(4eb) Fundamentals of Self-assembly and Contact-Line Motion | AIChE

(4eb) Fundamentals of Self-assembly and Contact-Line Motion

Authors 

Van Lengerich, H. - Presenter, Cornell University



I am interested in studying two topics: Self-assembly and Contact-line motion. These are both fundamental problems in engineering, which have a range of applications, and exhibit very rich and interesting behaviour. I plan on investigating these theoretically through chemical/mechanical engineering tools such as statistical mechanics, thermodynamics and fluid mechanics, using computer simulations to aid the theory, and performing simple experiments to test the results. My interest in these problems, and my contributions to them thus far, are described below. My other interest is teaching. I enjoyed being a teaching assistant in graduate school and instructor of a class as a post-doc, and I am proud of the good student reviews I have received, and my rapport with the students.

Self-assembly is the future for creating ordered nano and micrometer scaled objects. It is also the method by which viruses assemble, and hence it has significant applications in the health industry. However, no simple theory can predict when or how self-assembly works. Which kind of subunit structures will assemble into the desired macro-structure? How long will the assembly take? How can assembly be hindered? What are the classes of structures that can be formed?  These are questions I seek to answer through modeling, computation, and simple experiments. In my post-doc (with Richard James, Aerospace Engineering and Mechanics, University of Minnesota), I have modeled self-assembly using a Smoluchowski equation with rotation, compared these results with Langevin simulations and constructed a macroscopic experiment on which these results can be tested. We have identified certain symmetric structures, which are natural to objects that self-assemble. Future research will focus on understanding the dynamics of assembly.
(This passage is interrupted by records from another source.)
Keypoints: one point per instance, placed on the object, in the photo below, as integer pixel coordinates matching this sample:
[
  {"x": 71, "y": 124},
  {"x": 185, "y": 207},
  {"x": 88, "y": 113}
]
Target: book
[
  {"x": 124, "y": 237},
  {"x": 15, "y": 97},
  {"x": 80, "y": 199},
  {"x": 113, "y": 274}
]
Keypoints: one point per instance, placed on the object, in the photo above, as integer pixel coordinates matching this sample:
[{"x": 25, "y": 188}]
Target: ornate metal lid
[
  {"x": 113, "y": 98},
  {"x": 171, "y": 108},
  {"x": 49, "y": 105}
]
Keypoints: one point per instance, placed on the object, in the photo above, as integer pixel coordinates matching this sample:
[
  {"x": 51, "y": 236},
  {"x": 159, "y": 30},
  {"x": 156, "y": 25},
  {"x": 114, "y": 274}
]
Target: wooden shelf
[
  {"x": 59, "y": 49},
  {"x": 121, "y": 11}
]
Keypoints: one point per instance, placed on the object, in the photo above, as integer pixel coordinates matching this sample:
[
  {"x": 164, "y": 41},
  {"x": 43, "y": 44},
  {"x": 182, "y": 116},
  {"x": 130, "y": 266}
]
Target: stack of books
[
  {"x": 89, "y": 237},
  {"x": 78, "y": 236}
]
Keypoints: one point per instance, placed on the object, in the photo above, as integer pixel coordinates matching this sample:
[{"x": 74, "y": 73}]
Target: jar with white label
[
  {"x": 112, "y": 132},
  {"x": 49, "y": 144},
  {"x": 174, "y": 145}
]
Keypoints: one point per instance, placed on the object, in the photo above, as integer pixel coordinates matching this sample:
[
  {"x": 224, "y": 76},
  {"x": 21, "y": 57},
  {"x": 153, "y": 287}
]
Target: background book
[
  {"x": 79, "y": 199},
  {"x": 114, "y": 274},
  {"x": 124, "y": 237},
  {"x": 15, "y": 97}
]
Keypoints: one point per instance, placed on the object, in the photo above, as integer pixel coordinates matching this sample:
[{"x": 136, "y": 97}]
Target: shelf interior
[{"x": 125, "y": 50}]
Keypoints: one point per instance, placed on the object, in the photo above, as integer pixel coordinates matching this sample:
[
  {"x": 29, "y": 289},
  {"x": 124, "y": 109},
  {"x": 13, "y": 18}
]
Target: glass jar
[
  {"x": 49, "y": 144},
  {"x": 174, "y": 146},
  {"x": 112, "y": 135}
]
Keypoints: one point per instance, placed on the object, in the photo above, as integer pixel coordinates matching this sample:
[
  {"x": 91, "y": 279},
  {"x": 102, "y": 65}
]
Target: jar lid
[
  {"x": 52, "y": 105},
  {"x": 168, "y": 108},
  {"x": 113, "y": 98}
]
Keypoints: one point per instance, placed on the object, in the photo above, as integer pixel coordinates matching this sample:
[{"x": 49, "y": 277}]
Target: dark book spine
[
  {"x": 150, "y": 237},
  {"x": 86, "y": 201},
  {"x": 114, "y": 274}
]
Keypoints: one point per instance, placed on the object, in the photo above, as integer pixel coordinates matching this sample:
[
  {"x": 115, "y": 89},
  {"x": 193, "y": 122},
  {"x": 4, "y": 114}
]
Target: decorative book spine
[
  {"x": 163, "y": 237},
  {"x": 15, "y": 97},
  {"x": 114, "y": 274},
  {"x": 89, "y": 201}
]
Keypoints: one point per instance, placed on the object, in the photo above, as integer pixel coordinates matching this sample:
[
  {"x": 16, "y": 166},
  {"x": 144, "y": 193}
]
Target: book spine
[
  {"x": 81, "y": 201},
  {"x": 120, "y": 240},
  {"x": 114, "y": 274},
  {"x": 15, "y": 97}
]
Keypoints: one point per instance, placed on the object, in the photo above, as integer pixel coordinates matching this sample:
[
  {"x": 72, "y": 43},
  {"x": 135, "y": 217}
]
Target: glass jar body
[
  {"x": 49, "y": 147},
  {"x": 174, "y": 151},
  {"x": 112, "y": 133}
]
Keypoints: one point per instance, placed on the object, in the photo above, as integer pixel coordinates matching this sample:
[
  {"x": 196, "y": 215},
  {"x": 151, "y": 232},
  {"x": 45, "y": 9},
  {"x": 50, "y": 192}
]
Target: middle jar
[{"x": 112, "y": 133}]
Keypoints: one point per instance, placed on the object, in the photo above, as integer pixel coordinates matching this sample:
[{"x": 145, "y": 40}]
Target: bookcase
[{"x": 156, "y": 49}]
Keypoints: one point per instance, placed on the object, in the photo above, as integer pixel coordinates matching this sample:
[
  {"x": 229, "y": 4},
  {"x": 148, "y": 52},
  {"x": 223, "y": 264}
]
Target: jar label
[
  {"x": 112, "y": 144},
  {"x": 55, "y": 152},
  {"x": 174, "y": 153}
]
The second topic I am interested in is the relation between contact-line motion, solid-liquid slip, and contact-angle. Contact-line motion is important for inject printing, printed electronics, pesticides application (ones that spread more thinly and can be used more sparingly), and water-repelling glass. The fundamentals of the problem are still poorly understood. In my PhD (with Paul Steen, Chemical Engineering, Cornell University) I added a quasi-equilibrium thermodynamic balance to this fluids problem, which allowed for the first prediction of contact-line motion, based on the slip-length and equilibrium contact-angle. The theory allowed us to construct a simple experiment from which a slip-length was measured, which compared favourably with those in the literature. This theory works only for low Reynolds number flows, and there is interesting and industrially applicable work involving faster flow rates, which may become unstable or violate the quasi-equilibrium thermodynamic balance.